Helping with homework

by Rod Smith

“I usually end up almost doing my son’s homework for him. This makes my husband very angry. it causes conflict within our family. My son (11) is bright but I do admit he is often lazy. What should I do?”

Divided attention!

Divided attention!

Stop. The child has no incentive to do his homework while you run interference on his behalf. Unless your son has some diagnosable learning challenge (and even then doing his homework for him is unlikely to be the prescribed treatment) I’d suggest you leave everything about your son’s progress at school up to your son.

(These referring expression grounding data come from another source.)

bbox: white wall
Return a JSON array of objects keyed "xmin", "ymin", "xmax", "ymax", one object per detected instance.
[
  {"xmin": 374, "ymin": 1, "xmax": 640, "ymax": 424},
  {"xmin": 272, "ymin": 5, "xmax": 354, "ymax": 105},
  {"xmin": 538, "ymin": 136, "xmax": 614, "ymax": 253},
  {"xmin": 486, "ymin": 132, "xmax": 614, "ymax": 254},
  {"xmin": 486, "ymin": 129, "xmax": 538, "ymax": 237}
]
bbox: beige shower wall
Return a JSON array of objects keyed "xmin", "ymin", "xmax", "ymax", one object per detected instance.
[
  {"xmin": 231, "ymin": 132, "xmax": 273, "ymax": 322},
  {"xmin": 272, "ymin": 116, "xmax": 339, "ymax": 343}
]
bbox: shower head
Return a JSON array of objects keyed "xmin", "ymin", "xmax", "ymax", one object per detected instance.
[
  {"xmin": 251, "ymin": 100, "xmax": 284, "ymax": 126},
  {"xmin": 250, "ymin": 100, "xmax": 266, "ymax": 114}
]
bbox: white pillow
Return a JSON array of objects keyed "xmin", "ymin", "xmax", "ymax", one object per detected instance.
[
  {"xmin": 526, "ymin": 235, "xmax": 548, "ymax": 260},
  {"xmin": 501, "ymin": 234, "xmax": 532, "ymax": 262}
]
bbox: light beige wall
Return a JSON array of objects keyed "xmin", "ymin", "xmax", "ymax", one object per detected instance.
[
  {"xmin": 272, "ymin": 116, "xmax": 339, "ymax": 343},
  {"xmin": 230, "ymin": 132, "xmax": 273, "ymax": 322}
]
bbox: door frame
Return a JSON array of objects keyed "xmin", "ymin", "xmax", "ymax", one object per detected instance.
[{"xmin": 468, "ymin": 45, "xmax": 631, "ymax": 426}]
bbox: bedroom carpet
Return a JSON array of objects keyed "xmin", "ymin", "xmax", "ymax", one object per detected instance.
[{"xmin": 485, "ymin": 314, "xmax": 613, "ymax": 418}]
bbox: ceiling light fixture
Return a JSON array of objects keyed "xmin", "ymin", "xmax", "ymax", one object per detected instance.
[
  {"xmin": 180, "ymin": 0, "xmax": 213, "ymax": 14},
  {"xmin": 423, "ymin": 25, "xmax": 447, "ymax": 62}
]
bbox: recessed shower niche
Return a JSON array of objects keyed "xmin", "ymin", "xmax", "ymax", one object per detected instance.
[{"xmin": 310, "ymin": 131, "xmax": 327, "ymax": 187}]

Without desiring to insult or offend you, or any parent, I’d suggest that your behavior possibly suggests you are overly involved with your son to the point of neglecting your own well being. Healthier parenting, in my opinion, would offer a child divided attention (I did not really mean “undivided”) given that the sooner children take full responsibility for their own lives, the better life is for everyone in the families.

(Papers edited me, thinking I must surely mean UN-divided attention).

3 Responses to “Helping with homework”

  1. Katharine P Lange's avatar

    Fathers can be overbearing too, you know.

    • Rod Smith's avatar

      Of course. And fathers can do similar damage by under-functioning and thus helping mothers to over-function. Neither being helpful for the family or the child. In this instance, it is a mother who is writing to me. Thanks for reading my stuff, Katherine, and for being my friend for almost 20 years.